Prompt technique
Retrieval-Augmented Generation (RAG)
Ground the model in your own data — docs, tickets, code, anything searchable.
What it is
Retrieval-Augmented Generation pairs an LLM with a retriever (vector database, BM25, web search) so the model answers using up-to-date, source-cited context rather than its frozen weights. RAG eliminates a huge class of hallucinations, lets you ship answers about private or recent data without fine-tuning, and gives you provenance for every claim.
When to use it
- ✓Q&A over private documents, codebases, support tickets
- ✓Facts that change after the model's training cutoff
- ✓Any answer that should cite its sources
Example
You are a support agent. Answer the user's question using only the context below.
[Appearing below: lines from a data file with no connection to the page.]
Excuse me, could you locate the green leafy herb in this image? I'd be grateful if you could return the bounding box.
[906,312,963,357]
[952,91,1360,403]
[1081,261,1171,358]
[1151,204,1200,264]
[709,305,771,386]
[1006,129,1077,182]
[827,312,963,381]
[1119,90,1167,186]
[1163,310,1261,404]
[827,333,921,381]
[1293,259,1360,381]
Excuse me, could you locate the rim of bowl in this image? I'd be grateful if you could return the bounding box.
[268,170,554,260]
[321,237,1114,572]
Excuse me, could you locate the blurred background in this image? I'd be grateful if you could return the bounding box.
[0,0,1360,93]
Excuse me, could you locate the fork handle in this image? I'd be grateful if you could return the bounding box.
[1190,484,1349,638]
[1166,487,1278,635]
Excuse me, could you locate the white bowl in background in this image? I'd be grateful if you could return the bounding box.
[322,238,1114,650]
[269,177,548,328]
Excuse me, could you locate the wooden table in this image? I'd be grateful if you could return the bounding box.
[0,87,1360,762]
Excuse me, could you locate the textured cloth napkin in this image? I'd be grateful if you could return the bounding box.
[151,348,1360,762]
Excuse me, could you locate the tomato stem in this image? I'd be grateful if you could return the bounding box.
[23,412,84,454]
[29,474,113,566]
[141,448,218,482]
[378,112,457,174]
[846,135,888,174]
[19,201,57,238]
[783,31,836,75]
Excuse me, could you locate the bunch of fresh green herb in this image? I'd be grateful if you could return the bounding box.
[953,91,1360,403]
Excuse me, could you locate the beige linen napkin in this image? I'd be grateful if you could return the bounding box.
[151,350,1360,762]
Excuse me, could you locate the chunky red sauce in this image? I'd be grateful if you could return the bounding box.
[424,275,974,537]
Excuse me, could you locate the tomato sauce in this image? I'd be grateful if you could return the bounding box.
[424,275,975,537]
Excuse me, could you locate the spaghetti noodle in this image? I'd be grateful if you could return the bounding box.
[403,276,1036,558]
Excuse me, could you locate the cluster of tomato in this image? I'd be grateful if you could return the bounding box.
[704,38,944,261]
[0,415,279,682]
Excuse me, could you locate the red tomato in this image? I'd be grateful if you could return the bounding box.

If the answer is not in the context, say "I don't know based on the available docs."
Context:
{retrieved_chunks}
Question: {user_question}
Answer with citations like [1], [2] mapped to the chunk index.Why it works: Strict grounding ("using only the context"), an explicit fallback, and citation formatting — the three rules that make RAG reliable.
Pitfalls
- !Garbage retrieval = garbage answers. Tune chunking, embeddings and reranking before tweaking the prompt.
- !Long contexts dilute attention — rerank to top-k 4–8 chunks rather than dumping everything.